The authorities, in the form of oblast executive committees, conclude a one-year contract with every manager, which sets out industrial growth, product sales, and wage increment targets. The manager must also present a business plan to show exactly how he is going to achieve these targets. It is up to him to decide where to sell his products — in Belarus or abroad. “Buyers are very choosy now, they have a wide selection. They demand not only high quality but also nice packaging,” Mikola Radoman, manager of the Snov farming enterprise in the Nesviz district of Minsk oblast, said sarcastically.

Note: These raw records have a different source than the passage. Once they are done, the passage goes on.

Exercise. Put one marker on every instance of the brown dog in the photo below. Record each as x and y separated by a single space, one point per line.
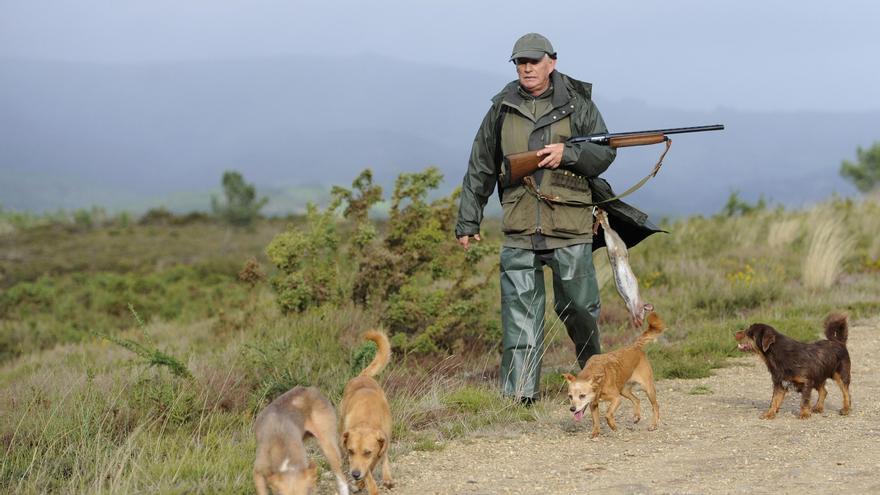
793 364
608 376
366 420
280 428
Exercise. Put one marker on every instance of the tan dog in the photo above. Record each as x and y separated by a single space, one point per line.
281 456
608 376
366 420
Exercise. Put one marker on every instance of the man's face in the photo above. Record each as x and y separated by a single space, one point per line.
534 75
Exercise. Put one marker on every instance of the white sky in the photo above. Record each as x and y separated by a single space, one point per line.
748 54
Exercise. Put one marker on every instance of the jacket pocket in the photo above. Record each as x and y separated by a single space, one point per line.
571 216
518 217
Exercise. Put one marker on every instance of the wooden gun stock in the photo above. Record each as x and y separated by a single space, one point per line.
522 164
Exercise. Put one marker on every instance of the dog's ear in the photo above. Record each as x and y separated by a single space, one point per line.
767 338
383 444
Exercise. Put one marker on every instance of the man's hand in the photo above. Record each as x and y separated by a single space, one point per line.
465 239
554 155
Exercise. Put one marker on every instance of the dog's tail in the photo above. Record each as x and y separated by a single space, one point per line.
383 353
655 328
836 327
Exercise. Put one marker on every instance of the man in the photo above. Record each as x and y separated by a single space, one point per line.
547 216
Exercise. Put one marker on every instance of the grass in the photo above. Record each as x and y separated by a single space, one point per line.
82 414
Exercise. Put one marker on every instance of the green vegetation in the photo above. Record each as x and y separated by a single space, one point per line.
135 353
242 207
865 173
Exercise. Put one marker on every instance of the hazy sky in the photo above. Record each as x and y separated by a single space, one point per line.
746 54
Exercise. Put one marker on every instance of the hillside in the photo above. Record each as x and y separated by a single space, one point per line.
133 136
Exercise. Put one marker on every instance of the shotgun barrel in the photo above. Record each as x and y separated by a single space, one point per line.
518 165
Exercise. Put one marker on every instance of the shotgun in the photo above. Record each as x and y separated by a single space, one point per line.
518 165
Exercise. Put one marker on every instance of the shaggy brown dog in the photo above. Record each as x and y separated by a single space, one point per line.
366 420
280 428
608 376
793 364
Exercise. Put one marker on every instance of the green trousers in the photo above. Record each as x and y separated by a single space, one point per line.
576 301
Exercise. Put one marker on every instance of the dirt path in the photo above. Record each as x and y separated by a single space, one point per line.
709 443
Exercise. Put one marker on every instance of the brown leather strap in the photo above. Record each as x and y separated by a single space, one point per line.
641 182
532 187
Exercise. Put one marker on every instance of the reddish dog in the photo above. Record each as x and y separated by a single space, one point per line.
366 420
607 377
793 364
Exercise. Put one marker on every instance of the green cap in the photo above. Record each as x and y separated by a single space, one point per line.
533 46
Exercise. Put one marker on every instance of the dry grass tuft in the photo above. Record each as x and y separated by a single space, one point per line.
829 245
783 232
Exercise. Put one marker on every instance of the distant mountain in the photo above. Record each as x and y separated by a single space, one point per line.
127 136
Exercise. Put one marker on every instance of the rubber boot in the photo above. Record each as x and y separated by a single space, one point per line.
576 298
522 322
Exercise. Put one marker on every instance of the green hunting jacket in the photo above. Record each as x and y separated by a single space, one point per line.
510 126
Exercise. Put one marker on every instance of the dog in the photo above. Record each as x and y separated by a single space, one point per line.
280 428
801 366
366 420
607 377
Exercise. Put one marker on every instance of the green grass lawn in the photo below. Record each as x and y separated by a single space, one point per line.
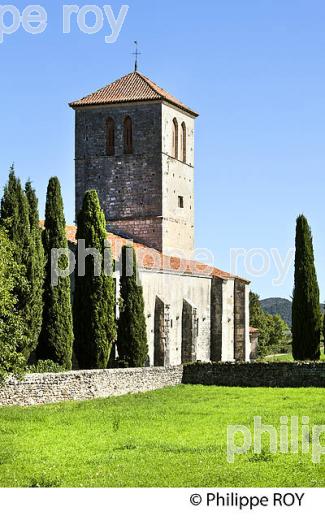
174 437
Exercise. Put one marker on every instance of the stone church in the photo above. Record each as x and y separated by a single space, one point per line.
134 144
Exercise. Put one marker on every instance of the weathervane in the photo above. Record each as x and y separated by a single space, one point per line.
136 54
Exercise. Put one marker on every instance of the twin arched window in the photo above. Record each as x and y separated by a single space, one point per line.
183 142
127 136
175 139
110 136
175 146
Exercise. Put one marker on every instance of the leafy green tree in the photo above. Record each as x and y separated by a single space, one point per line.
272 329
56 336
94 299
306 315
278 330
11 322
132 341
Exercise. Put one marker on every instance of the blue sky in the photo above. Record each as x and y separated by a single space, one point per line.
255 71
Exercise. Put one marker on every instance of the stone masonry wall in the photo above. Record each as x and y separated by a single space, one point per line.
86 384
256 374
92 384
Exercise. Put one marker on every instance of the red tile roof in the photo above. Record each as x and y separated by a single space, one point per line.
130 88
149 258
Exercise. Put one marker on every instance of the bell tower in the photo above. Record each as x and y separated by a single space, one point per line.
134 144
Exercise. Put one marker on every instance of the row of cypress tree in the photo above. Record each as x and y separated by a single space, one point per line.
55 328
306 313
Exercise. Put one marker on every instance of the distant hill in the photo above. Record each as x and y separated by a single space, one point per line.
281 306
278 306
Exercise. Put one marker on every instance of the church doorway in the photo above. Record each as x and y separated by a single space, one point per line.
160 334
189 332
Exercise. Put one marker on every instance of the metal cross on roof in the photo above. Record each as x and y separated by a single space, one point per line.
136 54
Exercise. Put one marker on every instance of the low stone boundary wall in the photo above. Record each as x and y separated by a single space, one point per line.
91 384
256 374
86 384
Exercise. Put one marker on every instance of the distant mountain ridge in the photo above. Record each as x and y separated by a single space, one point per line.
281 306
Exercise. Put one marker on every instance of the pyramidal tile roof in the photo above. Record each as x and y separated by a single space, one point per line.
133 87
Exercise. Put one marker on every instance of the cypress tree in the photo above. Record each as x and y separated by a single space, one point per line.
132 342
56 337
11 323
35 266
306 315
15 221
94 299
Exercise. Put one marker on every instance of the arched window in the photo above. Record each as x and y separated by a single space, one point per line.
175 139
110 136
128 138
183 142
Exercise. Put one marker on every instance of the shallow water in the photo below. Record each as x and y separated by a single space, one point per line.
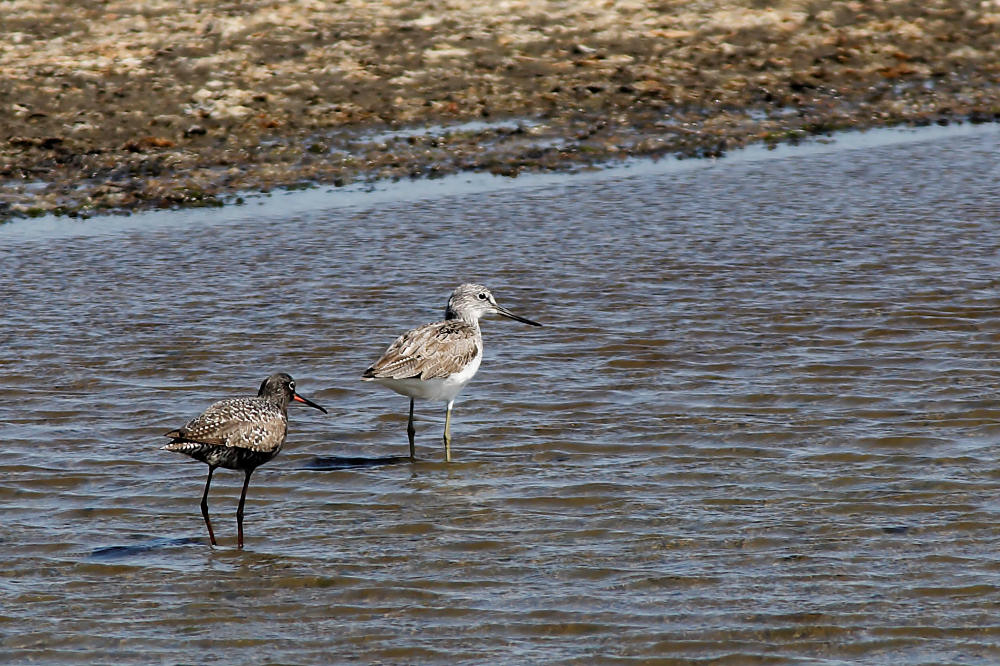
758 426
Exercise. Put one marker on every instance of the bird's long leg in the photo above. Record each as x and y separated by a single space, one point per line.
410 432
447 433
204 506
239 509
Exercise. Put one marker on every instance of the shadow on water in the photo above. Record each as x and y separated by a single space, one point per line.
327 463
120 552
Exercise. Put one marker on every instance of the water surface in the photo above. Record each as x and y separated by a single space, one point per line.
758 426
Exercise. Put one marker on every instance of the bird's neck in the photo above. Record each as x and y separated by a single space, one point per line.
470 319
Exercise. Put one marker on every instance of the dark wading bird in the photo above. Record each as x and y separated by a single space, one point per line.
241 434
436 361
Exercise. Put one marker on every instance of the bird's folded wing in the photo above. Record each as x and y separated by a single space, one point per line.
238 422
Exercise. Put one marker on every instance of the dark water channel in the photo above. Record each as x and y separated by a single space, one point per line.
760 425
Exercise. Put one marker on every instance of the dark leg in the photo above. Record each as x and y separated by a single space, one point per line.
204 506
447 433
410 432
239 509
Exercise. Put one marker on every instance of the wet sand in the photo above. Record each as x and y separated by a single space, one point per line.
118 106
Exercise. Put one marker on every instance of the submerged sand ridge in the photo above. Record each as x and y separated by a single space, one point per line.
114 106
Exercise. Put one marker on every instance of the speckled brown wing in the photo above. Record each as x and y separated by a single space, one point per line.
248 423
428 352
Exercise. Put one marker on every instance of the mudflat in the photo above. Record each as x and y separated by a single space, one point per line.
113 106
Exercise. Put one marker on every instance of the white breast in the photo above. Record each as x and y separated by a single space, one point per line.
440 390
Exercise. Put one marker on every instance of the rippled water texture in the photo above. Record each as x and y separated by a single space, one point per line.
759 425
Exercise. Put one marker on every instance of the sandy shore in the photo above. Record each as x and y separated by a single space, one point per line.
118 106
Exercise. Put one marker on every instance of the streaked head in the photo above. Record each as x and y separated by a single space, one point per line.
469 302
280 388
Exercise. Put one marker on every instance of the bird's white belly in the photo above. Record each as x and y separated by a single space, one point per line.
441 390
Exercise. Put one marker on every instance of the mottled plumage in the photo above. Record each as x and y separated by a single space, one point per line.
239 433
433 351
436 361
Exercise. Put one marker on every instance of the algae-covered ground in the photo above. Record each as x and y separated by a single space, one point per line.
110 105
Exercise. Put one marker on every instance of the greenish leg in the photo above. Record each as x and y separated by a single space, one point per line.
410 432
447 433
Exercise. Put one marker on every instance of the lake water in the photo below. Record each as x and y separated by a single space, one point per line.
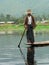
10 54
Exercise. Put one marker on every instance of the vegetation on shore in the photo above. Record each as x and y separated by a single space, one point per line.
20 27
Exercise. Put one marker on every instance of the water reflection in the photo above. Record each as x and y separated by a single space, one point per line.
10 54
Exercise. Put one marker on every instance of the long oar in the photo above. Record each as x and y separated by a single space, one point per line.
20 48
21 39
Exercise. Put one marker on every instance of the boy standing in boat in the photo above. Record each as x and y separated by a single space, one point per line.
29 26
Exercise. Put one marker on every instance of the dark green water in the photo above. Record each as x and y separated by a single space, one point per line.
10 54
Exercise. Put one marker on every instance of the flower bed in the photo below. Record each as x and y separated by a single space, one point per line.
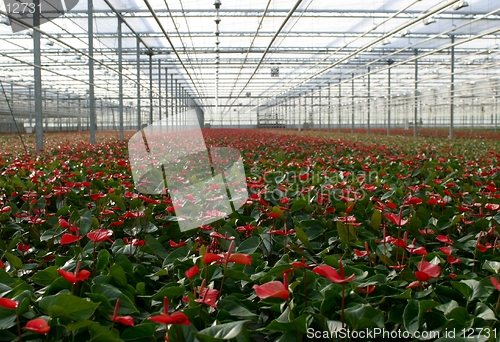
336 233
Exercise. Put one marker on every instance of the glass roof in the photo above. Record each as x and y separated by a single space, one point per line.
269 49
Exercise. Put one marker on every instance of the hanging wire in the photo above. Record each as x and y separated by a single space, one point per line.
13 118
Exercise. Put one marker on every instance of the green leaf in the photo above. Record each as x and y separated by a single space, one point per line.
235 309
85 222
118 274
298 204
249 246
303 238
14 260
64 305
363 316
112 293
156 246
99 333
140 331
376 219
221 332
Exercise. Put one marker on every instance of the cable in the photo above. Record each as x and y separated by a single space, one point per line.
13 118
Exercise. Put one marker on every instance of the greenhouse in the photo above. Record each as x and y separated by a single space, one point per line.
249 171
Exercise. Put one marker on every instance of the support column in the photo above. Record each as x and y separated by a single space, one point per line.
150 88
38 79
159 89
329 108
415 122
340 105
352 101
120 79
90 30
389 100
138 65
452 90
369 102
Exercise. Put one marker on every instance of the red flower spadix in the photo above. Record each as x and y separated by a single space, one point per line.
38 325
330 273
427 271
73 278
273 289
165 318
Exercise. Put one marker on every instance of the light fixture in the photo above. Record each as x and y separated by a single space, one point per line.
5 21
459 5
429 20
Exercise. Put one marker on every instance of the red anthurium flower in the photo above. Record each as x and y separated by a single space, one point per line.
126 320
364 253
301 264
8 303
38 325
220 236
192 271
444 239
367 289
425 232
239 258
332 275
414 284
177 245
69 238
396 219
492 206
446 250
495 283
63 223
23 248
273 289
133 242
453 260
427 271
208 258
73 278
99 235
208 296
413 200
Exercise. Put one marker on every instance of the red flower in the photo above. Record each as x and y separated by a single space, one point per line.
8 303
273 289
364 253
396 219
192 272
126 320
444 239
177 245
367 289
99 235
133 242
38 325
69 238
23 248
427 271
332 275
453 260
413 200
220 236
75 277
208 296
495 283
446 250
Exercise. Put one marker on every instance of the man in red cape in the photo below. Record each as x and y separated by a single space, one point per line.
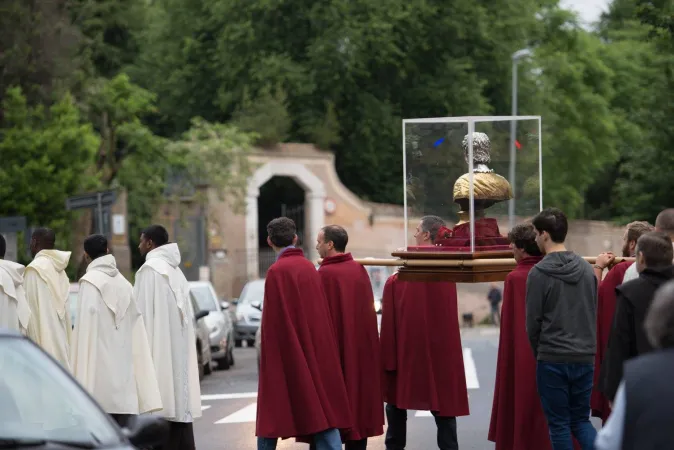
606 306
517 419
421 352
349 292
301 391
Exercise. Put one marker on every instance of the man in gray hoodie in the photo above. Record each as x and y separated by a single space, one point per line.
561 308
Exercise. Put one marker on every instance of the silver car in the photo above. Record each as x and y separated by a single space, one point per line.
248 314
219 322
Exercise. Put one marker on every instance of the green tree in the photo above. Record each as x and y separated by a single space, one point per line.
45 156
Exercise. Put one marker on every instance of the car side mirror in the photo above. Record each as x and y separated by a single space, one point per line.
146 431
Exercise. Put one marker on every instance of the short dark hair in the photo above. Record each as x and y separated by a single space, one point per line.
337 235
659 322
45 238
657 249
282 232
157 234
665 221
432 224
636 229
523 237
554 221
96 246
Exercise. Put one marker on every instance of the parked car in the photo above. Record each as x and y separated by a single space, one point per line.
35 389
204 358
219 322
248 317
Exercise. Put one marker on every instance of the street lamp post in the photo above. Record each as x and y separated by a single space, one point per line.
516 57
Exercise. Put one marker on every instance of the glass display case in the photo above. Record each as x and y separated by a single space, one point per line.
481 175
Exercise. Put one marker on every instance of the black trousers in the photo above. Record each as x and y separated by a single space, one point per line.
179 437
396 434
349 445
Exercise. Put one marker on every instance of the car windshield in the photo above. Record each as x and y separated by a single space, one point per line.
204 297
253 291
39 401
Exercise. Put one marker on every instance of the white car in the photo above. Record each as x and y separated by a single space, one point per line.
248 314
218 321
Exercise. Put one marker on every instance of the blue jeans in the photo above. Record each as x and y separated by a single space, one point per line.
565 391
325 440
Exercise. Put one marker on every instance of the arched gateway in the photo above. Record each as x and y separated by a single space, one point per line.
315 194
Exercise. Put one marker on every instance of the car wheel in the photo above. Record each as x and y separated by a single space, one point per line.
231 357
223 363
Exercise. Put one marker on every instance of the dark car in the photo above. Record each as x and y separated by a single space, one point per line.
43 406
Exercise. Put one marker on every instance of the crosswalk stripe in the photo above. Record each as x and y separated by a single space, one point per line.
470 369
247 414
229 396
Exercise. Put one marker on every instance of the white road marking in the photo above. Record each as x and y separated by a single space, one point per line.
247 414
470 370
229 396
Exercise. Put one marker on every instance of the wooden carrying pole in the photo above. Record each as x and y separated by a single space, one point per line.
456 263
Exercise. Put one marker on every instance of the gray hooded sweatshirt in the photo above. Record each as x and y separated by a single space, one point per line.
561 301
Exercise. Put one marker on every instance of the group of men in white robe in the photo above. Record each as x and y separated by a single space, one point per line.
133 347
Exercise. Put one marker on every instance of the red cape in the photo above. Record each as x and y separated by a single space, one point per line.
349 293
421 348
301 389
605 312
517 419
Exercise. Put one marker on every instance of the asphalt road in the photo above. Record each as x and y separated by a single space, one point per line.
229 403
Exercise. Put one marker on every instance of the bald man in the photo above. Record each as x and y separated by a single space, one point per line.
664 223
47 287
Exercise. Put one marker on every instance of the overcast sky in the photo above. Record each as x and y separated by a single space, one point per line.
589 10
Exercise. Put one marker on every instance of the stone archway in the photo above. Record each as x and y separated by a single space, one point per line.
314 190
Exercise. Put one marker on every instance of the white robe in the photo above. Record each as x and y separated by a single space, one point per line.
47 289
110 351
162 293
14 309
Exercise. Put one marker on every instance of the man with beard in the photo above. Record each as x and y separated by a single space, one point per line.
301 392
47 287
421 352
664 223
561 322
628 338
349 293
163 297
606 305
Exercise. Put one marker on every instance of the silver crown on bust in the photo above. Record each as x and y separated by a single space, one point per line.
481 152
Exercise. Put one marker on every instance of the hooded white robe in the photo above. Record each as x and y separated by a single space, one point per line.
162 293
14 310
110 351
47 289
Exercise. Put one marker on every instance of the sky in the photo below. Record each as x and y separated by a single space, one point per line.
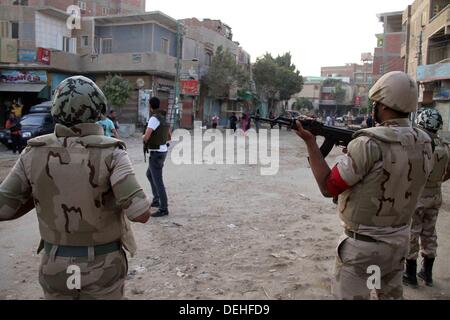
317 33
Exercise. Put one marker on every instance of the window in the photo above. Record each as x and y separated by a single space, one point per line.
82 5
106 45
84 41
9 29
164 46
15 30
20 2
66 44
208 58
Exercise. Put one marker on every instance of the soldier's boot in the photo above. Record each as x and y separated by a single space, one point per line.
426 274
410 274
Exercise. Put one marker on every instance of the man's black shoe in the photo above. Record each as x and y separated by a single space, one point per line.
160 214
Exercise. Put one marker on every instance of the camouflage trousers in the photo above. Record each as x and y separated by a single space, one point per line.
354 274
102 278
423 237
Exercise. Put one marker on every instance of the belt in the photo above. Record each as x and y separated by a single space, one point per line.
83 251
359 237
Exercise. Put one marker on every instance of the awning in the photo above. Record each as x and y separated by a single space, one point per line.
21 87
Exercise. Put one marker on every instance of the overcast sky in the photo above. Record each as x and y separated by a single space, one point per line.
317 33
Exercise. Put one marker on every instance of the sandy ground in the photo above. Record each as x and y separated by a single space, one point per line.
231 234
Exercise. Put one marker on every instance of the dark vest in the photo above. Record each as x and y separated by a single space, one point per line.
159 136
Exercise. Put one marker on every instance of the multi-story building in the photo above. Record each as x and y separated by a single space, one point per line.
387 55
426 51
361 79
87 7
200 42
38 50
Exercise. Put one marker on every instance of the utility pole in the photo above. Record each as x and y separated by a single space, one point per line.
177 109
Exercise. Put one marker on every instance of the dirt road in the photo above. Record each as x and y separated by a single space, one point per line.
231 234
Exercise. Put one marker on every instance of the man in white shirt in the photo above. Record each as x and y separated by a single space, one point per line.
156 137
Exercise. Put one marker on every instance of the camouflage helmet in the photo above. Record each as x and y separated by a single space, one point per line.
78 100
429 119
396 90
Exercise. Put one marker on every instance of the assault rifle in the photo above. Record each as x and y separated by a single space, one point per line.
333 136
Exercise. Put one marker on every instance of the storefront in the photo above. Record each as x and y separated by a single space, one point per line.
27 88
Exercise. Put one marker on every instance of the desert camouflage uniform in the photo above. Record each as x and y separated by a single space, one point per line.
386 168
423 225
84 187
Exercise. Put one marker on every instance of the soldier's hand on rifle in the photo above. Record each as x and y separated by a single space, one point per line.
304 134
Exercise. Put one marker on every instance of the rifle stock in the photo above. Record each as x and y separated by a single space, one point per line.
333 136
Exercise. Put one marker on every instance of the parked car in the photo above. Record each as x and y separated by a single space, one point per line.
44 107
5 138
36 124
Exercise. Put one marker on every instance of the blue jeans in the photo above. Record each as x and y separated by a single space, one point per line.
155 177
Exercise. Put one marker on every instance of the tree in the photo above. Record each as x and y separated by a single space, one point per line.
339 92
117 90
277 78
224 73
303 103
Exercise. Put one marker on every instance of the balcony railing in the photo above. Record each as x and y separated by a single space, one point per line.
119 62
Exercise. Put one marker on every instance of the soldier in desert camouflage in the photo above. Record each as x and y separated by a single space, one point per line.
423 225
378 183
84 189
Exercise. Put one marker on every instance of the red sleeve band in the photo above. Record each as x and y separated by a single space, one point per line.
335 184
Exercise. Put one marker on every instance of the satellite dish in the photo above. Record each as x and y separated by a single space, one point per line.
140 83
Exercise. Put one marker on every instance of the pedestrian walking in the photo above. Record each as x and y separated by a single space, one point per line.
14 126
156 138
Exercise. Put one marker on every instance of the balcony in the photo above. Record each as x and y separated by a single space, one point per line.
149 62
328 102
66 61
439 21
433 72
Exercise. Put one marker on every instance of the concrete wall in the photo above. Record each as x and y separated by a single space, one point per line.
50 32
128 38
137 38
132 62
159 33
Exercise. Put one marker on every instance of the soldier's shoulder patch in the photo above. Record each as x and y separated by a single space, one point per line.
42 140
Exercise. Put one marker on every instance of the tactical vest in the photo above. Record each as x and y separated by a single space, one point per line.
441 160
160 136
388 195
74 200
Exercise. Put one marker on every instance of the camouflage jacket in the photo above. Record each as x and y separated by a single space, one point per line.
83 186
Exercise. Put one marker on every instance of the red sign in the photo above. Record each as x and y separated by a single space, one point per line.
189 87
44 56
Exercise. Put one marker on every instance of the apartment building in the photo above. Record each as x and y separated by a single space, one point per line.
38 51
426 50
87 7
200 42
387 55
360 79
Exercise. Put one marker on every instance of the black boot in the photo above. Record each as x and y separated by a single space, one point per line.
409 276
426 274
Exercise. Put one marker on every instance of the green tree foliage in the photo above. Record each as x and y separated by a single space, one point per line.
277 78
303 103
339 91
117 90
224 73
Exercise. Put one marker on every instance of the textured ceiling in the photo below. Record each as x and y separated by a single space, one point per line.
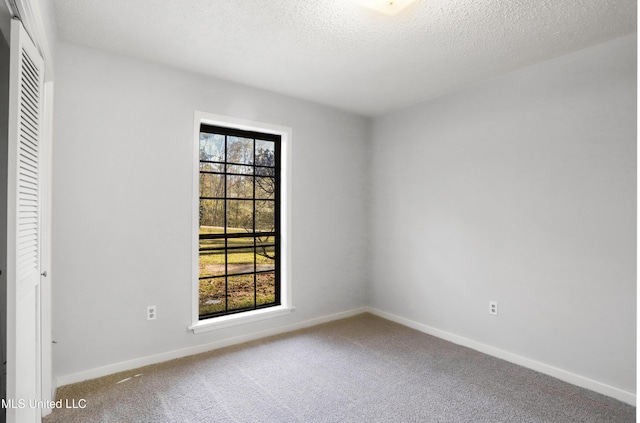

“Do I need an advertising agency? No, not right now. Our 200 varieties of sausage sell very well without any advertising. Our factory produces 30 tons a day. We have our own retail outlets in both the district center and Minsk. We used to sell them even cheaper here in our agrotown. But then we noticed that intermediaries were buying our products and reselling them at a higher price, so we had to raise our prices. Unfair competitors began producing counterfeit versions of our products. So we are now marking our sausages from A to Z. Once we build a new slaughterhouse, we will be producing 50 tons a day. Then we’ll be able to ship our products to Russia. Right now we are supplying Moscow only with 300,000 cans of beef in its own juice every month.”

Asked if he has a free hand in running the farm, Radoman replied curtly in Belarusian: “I do as I see fit! The main thing is to earn enough money to pay salaries and build housing for young families. Suppose I don’t meet the target and produce, say, seventy centners worth of produce instead of eighty? They won’t shoot me.” Incidentally, a tractor driver on Radoman’s farm earns 850 dollars. That’s no surprise: the cabins of the farm’s tractors feature three computer display systems.

Of course, no one is going to be shot, but managers can be issued a reprimand, and their contracts will be cancelled if the local authorities are not satisfied with their explanations. “The oblast council encourages successful managers,” said Svitlana Gerasimovich, chairperson of the Minsk Oblast Council. “We award certificates of honor plus thick envelopes.”

Incidentally, no enterprise manager can be appointed without the consent of the village council chairperson.